Fiji Airways CEO Andre Viljoen called it a “sudden, aggressive escalation in competition.”
Qantas is unfazed. A Qantas spokesperson told Simple Flying;
“We will operate a daily service for a short period over the Christmas and New Year period providing more seats, helping boost visitor numbers which ultimately supports the Fijian economy.”
The Fiji-Australia market
It is useful to have a little background and context here. Tourism is Fiji’s fastest-growing industry and biggest foreign exchange earner, pulling in USD$900 million in 2018. Directly and indirectly, it provides jobs for 150,000 Fijians. In 2018, Fiji welcomed 870,309 international visitors. Aussies and Kiwis made up 65% of those arrivals. It is important.
The national carrier is Fiji Airways. It flies to 23 cities in 13 countries, primarily around Oceania, but as far afield as the United States and North Asia. In the year ending December 31, 2018, it flew 1.8 million passengers. Revenue in the same year was USD$466 million. Profit before tax was over USD$25 million. The takeaway point is that Fiji Airways makes money.
The Fijian Government has a 51% stake in Fiji Airways, Qantas has 46%, and the remainder is split between Air New Zealand and the governments of Kiribati, Tonga, Nauru and Samoa.
Turning to Fiji Airways’ key international market of Australia, Fiji Airways has 56% of the market between Fiji and Australia. Fiji Airways offers daily return flights to Melbourne, Brisbane, and double daily flights to Sydney. Qantas has 6% of the market with just four 737-800 flights a week between Sydney and Nadi.
Fiji Airways argues that Qantas can funnel its passengers on Fiji Airways’ service via the existing codeshare arrangements, saying it generates money for Qantas at little cost or risk. Qantas told Simple Flying that they remain “committed to that arrangement.”
Is Fiji Airways being unreasonable?
The Sydney Morning Herald has Fiji Airways’ CEO Andre Viljoen raising a number of arguments as to why Qantas should not be increasing their flights to Fiji, even temporarily. He claims the tourist market in Fiji is flat but statistics suggest otherwise.
Passenger numbers to Fiji increased by 3.3% in 2018 and tourism industry earning increased by 4.5%. Whilst Fiji Airways profit before tax was down in 2018 compared to 2017 (largely attributed to rising fuel costs and foreign exchange valuations), Fiji Airways revenue increased by 10% in 2018. Qantas also notes that adding flights will increase visitor numbers.
Andrew Viljoen also asserts that Fiji Airways doesn’t have the capacity to compete against Qantas. Market share statistics suggest otherwise. With over half the market tied up, Fiji Airways is the key player on the Australia-Fiji route and appears to be managing this very nicely.
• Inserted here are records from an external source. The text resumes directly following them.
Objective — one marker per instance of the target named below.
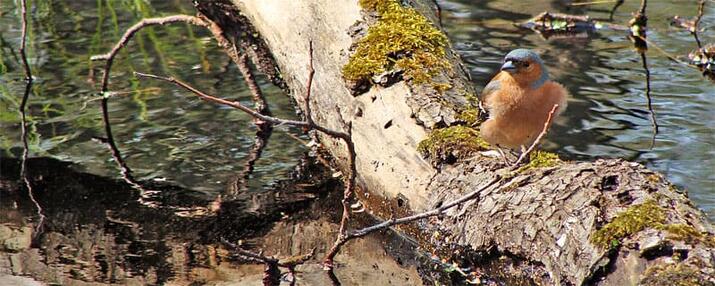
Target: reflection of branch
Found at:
(23, 117)
(647, 95)
(259, 143)
(613, 10)
(538, 138)
(117, 156)
(271, 275)
(23, 41)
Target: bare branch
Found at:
(241, 60)
(694, 30)
(23, 41)
(649, 101)
(538, 138)
(234, 104)
(109, 57)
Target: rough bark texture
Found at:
(546, 220)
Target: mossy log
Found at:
(607, 222)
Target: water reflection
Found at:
(203, 162)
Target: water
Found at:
(607, 116)
(195, 151)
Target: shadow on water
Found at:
(144, 196)
(110, 235)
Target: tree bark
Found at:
(544, 224)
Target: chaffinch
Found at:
(519, 99)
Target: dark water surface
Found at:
(98, 228)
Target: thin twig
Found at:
(342, 239)
(694, 31)
(23, 40)
(257, 257)
(25, 155)
(234, 104)
(538, 138)
(23, 117)
(109, 57)
(592, 3)
(241, 60)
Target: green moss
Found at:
(688, 234)
(677, 274)
(402, 38)
(452, 142)
(633, 220)
(540, 159)
(470, 116)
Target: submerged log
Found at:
(607, 222)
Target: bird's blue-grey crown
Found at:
(521, 55)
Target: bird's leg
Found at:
(503, 155)
(523, 154)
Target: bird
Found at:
(518, 100)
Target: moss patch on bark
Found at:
(401, 39)
(450, 143)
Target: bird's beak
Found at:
(508, 66)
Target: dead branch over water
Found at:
(23, 116)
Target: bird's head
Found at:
(526, 67)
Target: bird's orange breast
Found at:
(517, 114)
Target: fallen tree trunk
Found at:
(607, 222)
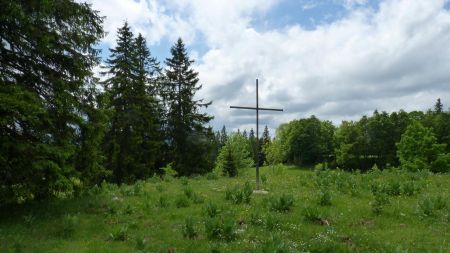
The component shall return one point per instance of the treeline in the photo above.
(416, 140)
(61, 128)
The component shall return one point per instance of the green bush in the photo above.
(68, 225)
(120, 234)
(381, 199)
(256, 219)
(238, 196)
(189, 230)
(182, 201)
(234, 156)
(211, 210)
(272, 222)
(163, 202)
(220, 228)
(325, 197)
(311, 214)
(283, 203)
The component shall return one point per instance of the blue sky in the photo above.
(336, 59)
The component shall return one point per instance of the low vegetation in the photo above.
(305, 211)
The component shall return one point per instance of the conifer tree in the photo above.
(223, 136)
(46, 55)
(188, 138)
(134, 138)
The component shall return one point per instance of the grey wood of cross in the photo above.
(257, 109)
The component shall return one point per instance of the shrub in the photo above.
(163, 202)
(234, 156)
(283, 203)
(68, 225)
(184, 180)
(256, 219)
(264, 179)
(120, 234)
(188, 192)
(211, 210)
(272, 222)
(182, 201)
(425, 207)
(238, 196)
(311, 214)
(381, 199)
(220, 228)
(189, 230)
(325, 197)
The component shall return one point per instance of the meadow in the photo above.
(304, 210)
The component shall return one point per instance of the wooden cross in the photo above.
(257, 109)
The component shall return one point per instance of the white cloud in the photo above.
(394, 57)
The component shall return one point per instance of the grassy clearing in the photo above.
(315, 211)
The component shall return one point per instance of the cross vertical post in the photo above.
(257, 109)
(257, 136)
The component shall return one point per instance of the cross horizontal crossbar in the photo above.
(254, 108)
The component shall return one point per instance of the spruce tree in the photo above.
(134, 136)
(223, 136)
(188, 138)
(46, 55)
(438, 107)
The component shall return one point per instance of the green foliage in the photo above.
(429, 206)
(182, 201)
(189, 230)
(46, 70)
(120, 234)
(189, 142)
(134, 139)
(163, 202)
(418, 150)
(325, 197)
(380, 200)
(306, 141)
(211, 209)
(272, 222)
(274, 152)
(238, 195)
(311, 214)
(68, 225)
(234, 156)
(221, 228)
(283, 203)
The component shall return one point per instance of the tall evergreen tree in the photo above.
(134, 136)
(265, 142)
(438, 107)
(188, 138)
(223, 136)
(46, 55)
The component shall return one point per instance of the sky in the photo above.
(335, 59)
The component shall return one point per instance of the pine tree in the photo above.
(438, 107)
(188, 138)
(134, 138)
(223, 136)
(46, 55)
(265, 141)
(253, 145)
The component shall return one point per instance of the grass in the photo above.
(194, 215)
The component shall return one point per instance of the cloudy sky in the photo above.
(336, 59)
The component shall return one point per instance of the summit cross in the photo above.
(257, 109)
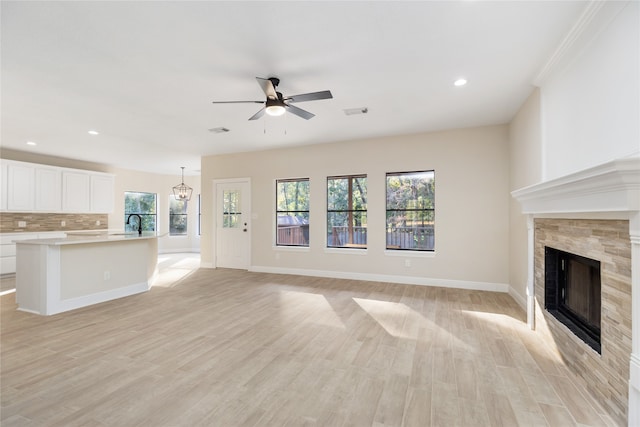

Come early January, Fiji Airways will be deploying an A350-900 each day to Sydney, further entrenching their dominance on the route.
Qantas told The Sydney Morning Herald that the increase in flights is seasonal. They cater to the hordes of families flocking to Fiji for the summer holidays. When the school holidays end, the flights will drop back to four per week. Fiji Airways is also a big beneficiary of the seasonal summer holidays migration to Fiji’s beaches and resorts.
Is Qantas being aggressive? No. It is simply responding to seasonal demand. It is not swamping the route with wide-bodied aircraft or excess capacity. A daily 737-800 is measured and restrained. Fiji Airways, in comparison, comes across as determined to protect its dominance in the market. That’s fine, but their reaction has been shrill and over the top. Much like a little brother who has had a great run but now has to dodge a tiny, inconsequential hump in life.